Der Name klingt amtlich: "Schulschiff Deutschland" steht in goldenen Buchstaben auf dem weißen Rumpf. "Bundesausbildungsbehörde für den seemännischen Dienst" oder irgendetwas ebenso schön Offizielles könnte klein darunter stehen. Tut es aber nicht: "Bett&Bike" heißt es vielmehr auf einem Schildchen an der Gangway zu dem großen Dreimaster, der da in Bremen-Vegesack liegt. Ein eleganter weißer Windjammer, festgemacht an großen Stahlpfählen in der Mündung von der Lesum in die Weser. Es ist ein merkwürdiger Kontrast, den die Szenerie bietet: Vier Apartmenthäuser einer Seniorenresidenz sind direkt neben dem historischen Segelschiff ans Ufer gebaut, in der Nachbarschaft der Neubau eines riesigen Einkaufszentrums. Es ist altes Werftgelände, in dessen Nähe das frühere Ausbildungsschiff der deutschen Handelsmarine heute seine feste Heimat hat. Der Bremer Vulkan hatte hier sein Areal. In den 1990er-Jahren war die Werft finanziell abgesoffen - seitdem versucht Bremen dort den Strukturwandel.

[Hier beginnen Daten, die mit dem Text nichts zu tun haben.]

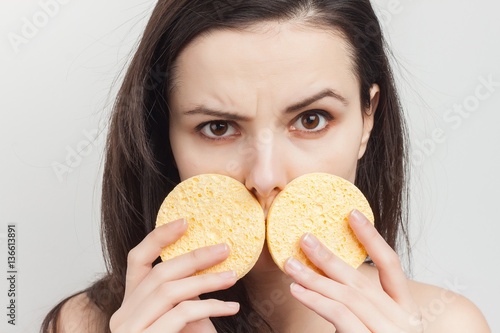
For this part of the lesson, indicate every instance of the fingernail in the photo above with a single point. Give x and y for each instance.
(358, 217)
(297, 287)
(232, 305)
(294, 264)
(179, 223)
(219, 248)
(310, 241)
(228, 275)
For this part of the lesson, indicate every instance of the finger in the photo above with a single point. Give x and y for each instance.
(192, 311)
(141, 257)
(392, 277)
(338, 270)
(330, 264)
(335, 312)
(166, 296)
(174, 269)
(180, 267)
(355, 301)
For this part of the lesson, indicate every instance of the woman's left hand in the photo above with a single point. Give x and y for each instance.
(347, 298)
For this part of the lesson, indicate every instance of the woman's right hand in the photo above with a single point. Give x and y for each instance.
(164, 298)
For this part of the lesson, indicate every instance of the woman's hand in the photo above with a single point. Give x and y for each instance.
(164, 298)
(347, 298)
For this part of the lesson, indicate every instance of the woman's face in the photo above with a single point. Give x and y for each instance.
(268, 105)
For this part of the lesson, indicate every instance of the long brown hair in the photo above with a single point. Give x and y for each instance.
(140, 171)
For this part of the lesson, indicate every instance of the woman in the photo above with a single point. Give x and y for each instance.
(262, 91)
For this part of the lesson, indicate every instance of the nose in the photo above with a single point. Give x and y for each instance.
(266, 173)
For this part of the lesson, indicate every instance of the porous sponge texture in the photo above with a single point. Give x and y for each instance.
(218, 209)
(318, 203)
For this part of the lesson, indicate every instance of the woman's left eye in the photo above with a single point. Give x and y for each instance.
(312, 121)
(217, 129)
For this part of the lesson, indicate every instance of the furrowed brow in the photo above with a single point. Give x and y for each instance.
(308, 101)
(216, 113)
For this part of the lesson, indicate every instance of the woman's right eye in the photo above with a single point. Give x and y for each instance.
(217, 129)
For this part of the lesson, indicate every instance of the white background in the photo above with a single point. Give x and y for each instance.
(56, 90)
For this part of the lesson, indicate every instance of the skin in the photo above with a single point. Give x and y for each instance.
(229, 116)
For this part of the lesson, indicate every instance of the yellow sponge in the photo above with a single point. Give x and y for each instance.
(218, 209)
(318, 203)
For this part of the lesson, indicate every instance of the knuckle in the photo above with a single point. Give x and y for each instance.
(338, 309)
(185, 308)
(166, 291)
(348, 295)
(361, 282)
(133, 257)
(391, 260)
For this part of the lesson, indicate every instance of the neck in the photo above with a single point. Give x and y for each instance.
(269, 291)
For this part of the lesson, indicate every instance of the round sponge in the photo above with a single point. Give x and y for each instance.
(218, 209)
(318, 203)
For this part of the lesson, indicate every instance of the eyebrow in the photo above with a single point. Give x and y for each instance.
(293, 108)
(322, 94)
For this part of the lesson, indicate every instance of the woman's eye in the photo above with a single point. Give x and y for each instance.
(311, 121)
(217, 129)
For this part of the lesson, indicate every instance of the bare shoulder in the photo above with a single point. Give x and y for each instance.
(445, 311)
(79, 315)
(442, 310)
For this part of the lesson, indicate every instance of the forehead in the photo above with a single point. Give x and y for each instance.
(266, 57)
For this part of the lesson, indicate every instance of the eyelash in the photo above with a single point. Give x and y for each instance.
(328, 118)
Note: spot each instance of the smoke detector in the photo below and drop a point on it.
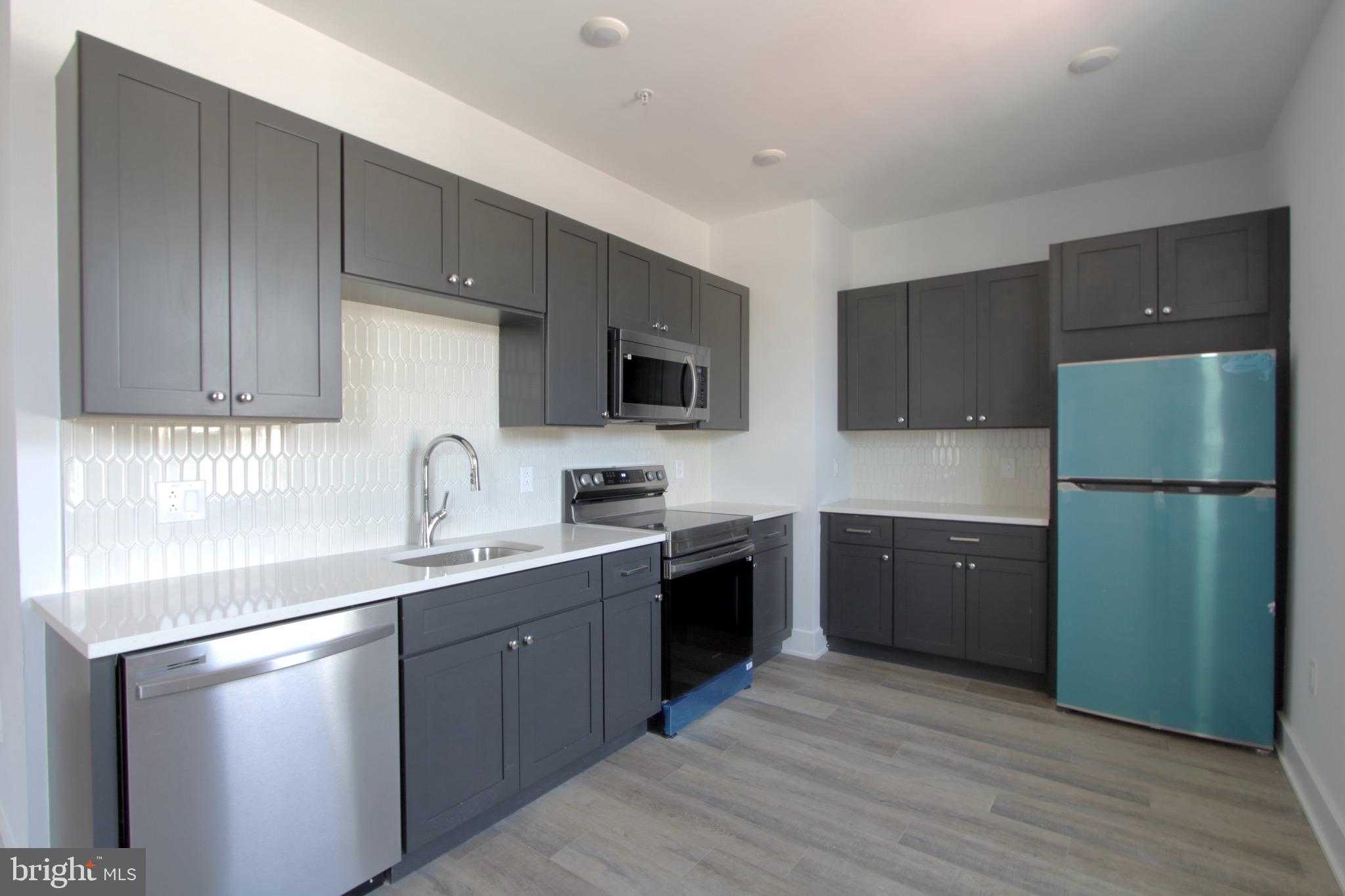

Am gegenüberliegenden Ufer haben die Traditionswerften Abeking&Rasmussen und Lürssen die Werftenkrise jedoch überlebt. Dort glänzt der Lack eines neuen Forschungsschiffs in der Sonne. Auch auf der "Schulschiff Deutschland" glitzert neue Farbe, Messingbeschläge sind poliert und unter Deck riecht es würzig nach Holz und geteertem Hanf-Tauwerk - ganz so, als könne das Schiff morgen wieder mit Ziel Buenos Aires ablegen. Doch auf dem "weißen Schwan der Unterweser" sind lange keine Segel mehr gesetzt worden. "Die meisten wurden wohl schon in den 50er-Jahren ausgemustert", sagt Wulf Dominik, ein hochgewachsener, graubärtiger Fregattenkapitän a. D., Geschäftsführer des Deutschen Schulschiff Vereins. Ein Verein, der bereits 1900 gegründet worden ist. Damals setzten sich gerade die Dampfschiffe durch, verdrängten die Frachtsegler, die Ausbildung aber war aus Sicht der Vereinsgründer, meist Reeder, am besten in der harten Schule der Segelschifffahrt möglich. Der Kaiser selbst spendierte 5000 Mark aus seiner Privatkasse in die Gründung. Sechs Schiffe ließ der Verein in den Folgejahren bauen oder umbauen. Schulschiffe im Wortsinn; Frachten wurden anders als später auf "Pamir" oder "Passat" nicht gefahren. 1927 lief "Schulschiff Deutschland" als Flaggschiff des Vereins vom Stapel. Bis 1939 machte sie zwölf Überseereisen mit jeweils bis zu 140 Zöglingen an Bord, wie angehende Matrosen genannt wurden. Eltern zahlten 250 Mark, damit ihre Jungs eine Ausbildung bekamen. Vielfach sponserten Reeder die Fahrten. Auch im Krieg gab es noch viele Ausbildungsfahrten, allerdings nur noch auf der Ostsee. Nach Kriegsende sollte das Schiff von den Engländern als Reparation abgezogen werden. So war es den anderen Schiffen des Vereins auch schon ergangen. Mit einiger List konnte der Verein es aber rechtzeitig nach Bremen schleppen lassen, in die Besatzungszone der USA.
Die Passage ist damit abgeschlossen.